Artist Project / Narrative of Sdurn
Documents from the US espionage den
The Speculative Archive
Documents from the U.S. Espionage Den is a 77-volume collection comprised of classified documents captured in 1979 during the takeover of the United States embassy in Tehran. In their haste to evacuate, U.S. officials shredded a significant portion of the documents. A group called Muslim Students Following the Line of the Imam, working with Iranian carpet weavers, pieced together the shredded pages, and over the course of ten years translated and published the entire collection of seized documents. Until recently, a complete set could be purchased in a small store located in front of the former U.S. embassy in Tehran. A handful of libraries in the US currently have the set as part of their collections.
In March 1986, the students published volume #56 of Documents From the U.S. Espionage Den entitled “The Moderates,” a set of documents pertaining to Iranian nationals who were allied with moderate reform groups prior to the revolution. Some of these individuals were contacted by the CIA in hopes that they could provide information about revolutionary tendencies in Iran. The following text produced by the Speculative Archive in 2003 is the imagined recollection of one such contact based on the information provided in the documents.

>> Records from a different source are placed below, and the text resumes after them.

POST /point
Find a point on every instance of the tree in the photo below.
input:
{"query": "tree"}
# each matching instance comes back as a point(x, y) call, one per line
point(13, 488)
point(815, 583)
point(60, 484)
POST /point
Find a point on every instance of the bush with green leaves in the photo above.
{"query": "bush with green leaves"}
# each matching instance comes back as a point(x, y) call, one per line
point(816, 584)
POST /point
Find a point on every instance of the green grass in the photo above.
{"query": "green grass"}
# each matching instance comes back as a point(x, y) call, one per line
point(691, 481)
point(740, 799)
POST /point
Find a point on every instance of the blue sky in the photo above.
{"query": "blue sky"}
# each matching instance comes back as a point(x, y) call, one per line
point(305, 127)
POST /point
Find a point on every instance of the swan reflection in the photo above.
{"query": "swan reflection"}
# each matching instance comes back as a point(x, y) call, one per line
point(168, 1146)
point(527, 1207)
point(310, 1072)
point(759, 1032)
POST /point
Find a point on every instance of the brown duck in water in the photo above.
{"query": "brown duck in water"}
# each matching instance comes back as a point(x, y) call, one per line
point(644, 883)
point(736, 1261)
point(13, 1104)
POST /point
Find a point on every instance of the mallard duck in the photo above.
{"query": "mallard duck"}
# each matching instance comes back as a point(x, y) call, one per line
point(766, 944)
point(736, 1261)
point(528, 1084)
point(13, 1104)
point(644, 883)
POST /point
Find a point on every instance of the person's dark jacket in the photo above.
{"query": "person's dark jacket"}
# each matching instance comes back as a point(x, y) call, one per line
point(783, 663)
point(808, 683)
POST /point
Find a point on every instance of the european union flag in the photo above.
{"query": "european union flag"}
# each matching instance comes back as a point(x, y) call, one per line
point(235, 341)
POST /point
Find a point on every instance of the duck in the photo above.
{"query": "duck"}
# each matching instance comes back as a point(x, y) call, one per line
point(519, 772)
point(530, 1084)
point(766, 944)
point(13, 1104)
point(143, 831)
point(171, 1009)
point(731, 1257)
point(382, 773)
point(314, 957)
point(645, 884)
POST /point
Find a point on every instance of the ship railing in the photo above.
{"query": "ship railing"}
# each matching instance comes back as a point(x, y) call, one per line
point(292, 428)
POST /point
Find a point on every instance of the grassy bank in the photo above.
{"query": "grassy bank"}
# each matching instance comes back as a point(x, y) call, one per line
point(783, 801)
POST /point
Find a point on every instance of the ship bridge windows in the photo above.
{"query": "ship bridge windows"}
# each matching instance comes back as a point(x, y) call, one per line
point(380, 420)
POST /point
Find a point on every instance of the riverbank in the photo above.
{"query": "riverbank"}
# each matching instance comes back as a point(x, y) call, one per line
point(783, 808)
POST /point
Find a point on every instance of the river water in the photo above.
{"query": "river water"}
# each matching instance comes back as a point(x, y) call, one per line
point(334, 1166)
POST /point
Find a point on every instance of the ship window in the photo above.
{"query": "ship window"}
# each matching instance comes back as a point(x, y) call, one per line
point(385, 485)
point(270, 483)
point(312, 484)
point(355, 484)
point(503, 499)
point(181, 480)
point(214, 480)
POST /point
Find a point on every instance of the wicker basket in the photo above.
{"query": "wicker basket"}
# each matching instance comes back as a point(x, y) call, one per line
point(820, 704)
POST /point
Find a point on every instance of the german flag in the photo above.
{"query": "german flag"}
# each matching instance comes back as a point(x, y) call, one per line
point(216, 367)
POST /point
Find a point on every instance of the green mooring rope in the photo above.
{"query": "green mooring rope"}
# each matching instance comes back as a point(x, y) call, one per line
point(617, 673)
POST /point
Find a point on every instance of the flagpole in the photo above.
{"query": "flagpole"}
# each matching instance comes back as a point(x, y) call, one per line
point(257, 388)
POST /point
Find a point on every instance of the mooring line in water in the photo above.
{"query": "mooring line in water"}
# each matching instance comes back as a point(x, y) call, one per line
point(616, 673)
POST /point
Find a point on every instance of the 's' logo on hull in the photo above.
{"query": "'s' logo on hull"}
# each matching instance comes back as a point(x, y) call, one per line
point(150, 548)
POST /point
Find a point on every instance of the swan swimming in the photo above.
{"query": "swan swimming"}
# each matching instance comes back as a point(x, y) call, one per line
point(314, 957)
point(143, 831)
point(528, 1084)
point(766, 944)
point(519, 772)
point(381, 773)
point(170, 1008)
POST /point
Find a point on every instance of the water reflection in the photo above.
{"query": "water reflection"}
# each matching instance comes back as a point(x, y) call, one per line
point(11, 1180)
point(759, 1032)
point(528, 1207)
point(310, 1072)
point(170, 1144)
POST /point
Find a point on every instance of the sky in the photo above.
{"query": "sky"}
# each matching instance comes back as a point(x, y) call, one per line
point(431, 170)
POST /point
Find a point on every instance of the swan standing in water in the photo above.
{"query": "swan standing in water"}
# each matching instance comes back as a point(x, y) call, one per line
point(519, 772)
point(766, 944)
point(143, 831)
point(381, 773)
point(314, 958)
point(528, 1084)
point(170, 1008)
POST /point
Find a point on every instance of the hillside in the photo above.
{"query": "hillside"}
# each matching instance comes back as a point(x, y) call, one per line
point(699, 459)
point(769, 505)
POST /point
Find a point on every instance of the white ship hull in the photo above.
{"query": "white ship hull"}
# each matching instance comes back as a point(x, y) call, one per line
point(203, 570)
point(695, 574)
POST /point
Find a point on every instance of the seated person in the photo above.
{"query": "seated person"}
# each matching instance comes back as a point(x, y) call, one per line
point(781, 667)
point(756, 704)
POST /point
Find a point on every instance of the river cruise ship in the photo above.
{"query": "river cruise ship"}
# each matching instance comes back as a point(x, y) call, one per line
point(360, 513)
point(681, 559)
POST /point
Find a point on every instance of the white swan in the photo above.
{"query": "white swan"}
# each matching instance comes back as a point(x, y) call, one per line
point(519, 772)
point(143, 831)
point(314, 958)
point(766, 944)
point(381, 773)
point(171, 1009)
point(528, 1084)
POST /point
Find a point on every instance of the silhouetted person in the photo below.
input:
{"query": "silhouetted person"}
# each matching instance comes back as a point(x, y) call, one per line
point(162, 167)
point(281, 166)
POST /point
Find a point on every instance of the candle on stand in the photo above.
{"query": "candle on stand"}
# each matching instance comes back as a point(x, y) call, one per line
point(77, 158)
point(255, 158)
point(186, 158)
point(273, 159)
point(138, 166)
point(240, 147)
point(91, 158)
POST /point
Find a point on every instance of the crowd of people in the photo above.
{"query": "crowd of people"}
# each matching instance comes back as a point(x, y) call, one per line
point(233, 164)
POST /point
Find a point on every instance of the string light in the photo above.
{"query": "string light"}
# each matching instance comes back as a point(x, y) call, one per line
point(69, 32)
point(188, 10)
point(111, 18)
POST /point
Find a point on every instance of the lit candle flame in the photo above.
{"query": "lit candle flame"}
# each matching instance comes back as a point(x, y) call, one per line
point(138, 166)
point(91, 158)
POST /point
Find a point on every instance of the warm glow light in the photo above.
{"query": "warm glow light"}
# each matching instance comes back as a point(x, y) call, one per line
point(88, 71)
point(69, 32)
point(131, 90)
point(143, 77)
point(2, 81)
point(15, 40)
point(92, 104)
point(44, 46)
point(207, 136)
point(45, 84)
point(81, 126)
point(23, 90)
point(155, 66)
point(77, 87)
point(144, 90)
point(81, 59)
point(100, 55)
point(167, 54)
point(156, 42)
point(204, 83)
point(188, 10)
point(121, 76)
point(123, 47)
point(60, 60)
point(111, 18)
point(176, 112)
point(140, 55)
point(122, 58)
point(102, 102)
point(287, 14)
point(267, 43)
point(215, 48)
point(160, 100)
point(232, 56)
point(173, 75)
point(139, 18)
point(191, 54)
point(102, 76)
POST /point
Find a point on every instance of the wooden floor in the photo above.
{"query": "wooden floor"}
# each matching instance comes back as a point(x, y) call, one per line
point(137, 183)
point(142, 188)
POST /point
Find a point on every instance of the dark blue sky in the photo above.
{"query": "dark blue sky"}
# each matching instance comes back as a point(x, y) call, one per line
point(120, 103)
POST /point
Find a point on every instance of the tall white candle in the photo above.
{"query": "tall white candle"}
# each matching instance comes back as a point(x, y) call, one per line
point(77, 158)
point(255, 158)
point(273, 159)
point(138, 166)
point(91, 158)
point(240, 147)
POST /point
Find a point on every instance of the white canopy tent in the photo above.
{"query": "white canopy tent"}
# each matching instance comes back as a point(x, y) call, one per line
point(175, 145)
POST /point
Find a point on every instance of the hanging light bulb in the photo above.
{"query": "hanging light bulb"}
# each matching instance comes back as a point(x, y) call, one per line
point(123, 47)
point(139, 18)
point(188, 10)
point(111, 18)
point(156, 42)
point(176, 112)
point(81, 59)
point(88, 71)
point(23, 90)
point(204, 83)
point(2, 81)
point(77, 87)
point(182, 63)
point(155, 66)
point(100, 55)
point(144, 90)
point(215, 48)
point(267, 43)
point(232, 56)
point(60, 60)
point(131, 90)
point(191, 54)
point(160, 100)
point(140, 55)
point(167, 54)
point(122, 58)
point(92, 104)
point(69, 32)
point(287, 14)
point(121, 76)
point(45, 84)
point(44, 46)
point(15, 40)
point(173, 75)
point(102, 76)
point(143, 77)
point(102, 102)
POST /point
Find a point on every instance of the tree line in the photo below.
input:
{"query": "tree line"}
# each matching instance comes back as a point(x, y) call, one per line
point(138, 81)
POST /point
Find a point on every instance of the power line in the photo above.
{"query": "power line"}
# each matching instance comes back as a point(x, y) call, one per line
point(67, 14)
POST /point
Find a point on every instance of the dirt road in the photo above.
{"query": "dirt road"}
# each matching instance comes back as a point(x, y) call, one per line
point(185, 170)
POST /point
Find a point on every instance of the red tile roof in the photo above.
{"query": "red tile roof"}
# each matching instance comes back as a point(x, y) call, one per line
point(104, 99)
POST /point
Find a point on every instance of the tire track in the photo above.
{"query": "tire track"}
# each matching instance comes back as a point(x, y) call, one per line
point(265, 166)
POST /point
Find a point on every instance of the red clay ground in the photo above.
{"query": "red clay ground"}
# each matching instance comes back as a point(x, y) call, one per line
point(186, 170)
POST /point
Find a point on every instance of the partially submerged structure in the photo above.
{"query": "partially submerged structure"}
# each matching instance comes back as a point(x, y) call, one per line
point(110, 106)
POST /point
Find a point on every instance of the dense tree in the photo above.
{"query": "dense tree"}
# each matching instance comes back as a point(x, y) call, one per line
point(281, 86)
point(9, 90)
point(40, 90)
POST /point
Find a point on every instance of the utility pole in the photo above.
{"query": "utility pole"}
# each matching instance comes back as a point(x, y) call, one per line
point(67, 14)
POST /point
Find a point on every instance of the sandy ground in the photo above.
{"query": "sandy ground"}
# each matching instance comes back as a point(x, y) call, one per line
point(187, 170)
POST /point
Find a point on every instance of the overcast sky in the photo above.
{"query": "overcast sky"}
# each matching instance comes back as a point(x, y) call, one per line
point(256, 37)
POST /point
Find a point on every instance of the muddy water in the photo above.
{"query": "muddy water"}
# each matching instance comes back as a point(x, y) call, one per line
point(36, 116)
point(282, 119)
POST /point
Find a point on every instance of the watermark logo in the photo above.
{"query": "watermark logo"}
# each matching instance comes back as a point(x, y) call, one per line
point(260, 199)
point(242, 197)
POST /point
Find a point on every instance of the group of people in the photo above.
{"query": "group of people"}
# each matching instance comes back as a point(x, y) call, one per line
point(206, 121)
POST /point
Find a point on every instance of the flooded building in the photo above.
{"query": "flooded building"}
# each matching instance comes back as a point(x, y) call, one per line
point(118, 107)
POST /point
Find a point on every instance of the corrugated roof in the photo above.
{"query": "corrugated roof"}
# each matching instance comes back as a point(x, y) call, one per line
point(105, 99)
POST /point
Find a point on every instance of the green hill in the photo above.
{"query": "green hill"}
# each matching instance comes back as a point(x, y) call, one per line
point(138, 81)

There is a memory of events leading up to the revolution that was not meant to be ours. It is a collection of documents.
In this collection of documents, there is a memory of my disappearance that is not mine. I have a memory of it, but this one is an official record. And among thousands and thousands of documents, my disappearance is a memory which barely registers. It occupies only a handful of pages. It is a disappearance of no consequence.
It took a lot of work for the students to figure me out, or to confirm what they already knew. A truth! The students reassembled document after document strip by strip. A lot of work but also a kind of faith. A semi-circle could be half an O, but it could also be the start of a C.
What looks like the start of a P could be half of an F. At first nothing matches. Then, a match, “TEHRAN,” and then another word: SDURN. Is that a word? SDURN was the name given to me by the CIA.
I was also given an address in London, under the name James Rafferty, though I never had occasion to use it. Have you ever met an Iranian named Rafferty?
Who did they think I was? The CIA believed me to be a political moderate. True enough. They liked the fact that I was well-connected but that I did not want to blow anything up. They approached me. They thought of me as a friend.
The CIA excelled at making the most obvious of assessments: SDURN is unhappy with the course of the revolution, but also with his status as informant. His relationship with our station is strained. He has stopped making contact. But our relationship was always one of mutual exploitation. To use an American phrase, there weren’t many games in town. I thought I could survive politically, with US help. They thought I could provide them with useful information. We failed each other.
I dropped out of sight. They wanted face-to-face contact.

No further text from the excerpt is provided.